I have been trying not to get on my soap box for over a week. Besides, I can start to sound like a zealot when I get too focused. Not anyone’s best trait.
I’ve spent 15 years building a business with my sister that – at its core – is dedicated to hand-crafted items by local artists. When we started, we didn’t allow people to take photographs of pieces in the store, because we were so overly protective of the artists and their labors. We had convinced ourselves that anyone wanting a picture was just being devious and was going to run home to their studio – where they hadn’t had a fresh idea in months – and incorporate someone else’s talent into their work.
Then the advent of the internet hit, and we loosened our collars. We let photos and uploads happen right on the floor of our store while we watched. We argued with ourselves that sharing artistic endeavors and ideas is good and that we would all rise from the swell of creativity.
At the same time, we watched friends have their ideas lifted and twisted into art by someone else. We sat dumbfounded as a friend in the design trade had whole designs for his furniture “stolen” by a large company and manufactured without a “how do you do” to the parent.
Nine years ago, I stopped shopping at Walmart because I had watched it wreak havoc in small towns all around Missouri.

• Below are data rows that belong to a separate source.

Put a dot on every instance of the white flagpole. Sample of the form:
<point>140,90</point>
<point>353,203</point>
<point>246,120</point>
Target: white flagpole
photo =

I had seen bucolic towns decimated by a lack of trade on their Main Streets. I also watched as that massive company signed licensing deals with small companies and, when the party was over, leave that company stripped bare of its ability to do business on a smaller scale for many reasons.
Over 3 years ago, I stopped going to Target for not quite the same reasons. Although they embrace design and the artist’s touch, they also bastardize all that is good about hand craft. They have made it their business to push American artists into licensing deals that insist on overseas production.
We must all be wary of these large companies that continue to ruin what is great about hand-crafted work. I think purchasing handmade items is essential. You can see and feel the artist’s “touch”. You can carry home the great feeling that you made a difference in the life of an artist by buying their work. You can rest assured that you are continuing to fortify the experience of making a living while making things with your hands and your mind.
I have two friends, Patricia Shackelford and Shelly DeMotte Kramer, that I follow on Facebook and their personal blogs, and in the past month they both posted concerns – either that they authored or shared in the ether – in and around this very issue. You can see the articles they featured here and here. After reading them, I knew I wasn’t alone in my battle and in my beliefs. I felt my blood rise. I felt my ire beating in my veins.
I felt myself getting ready to jump on my high horse. But for all the right reasons.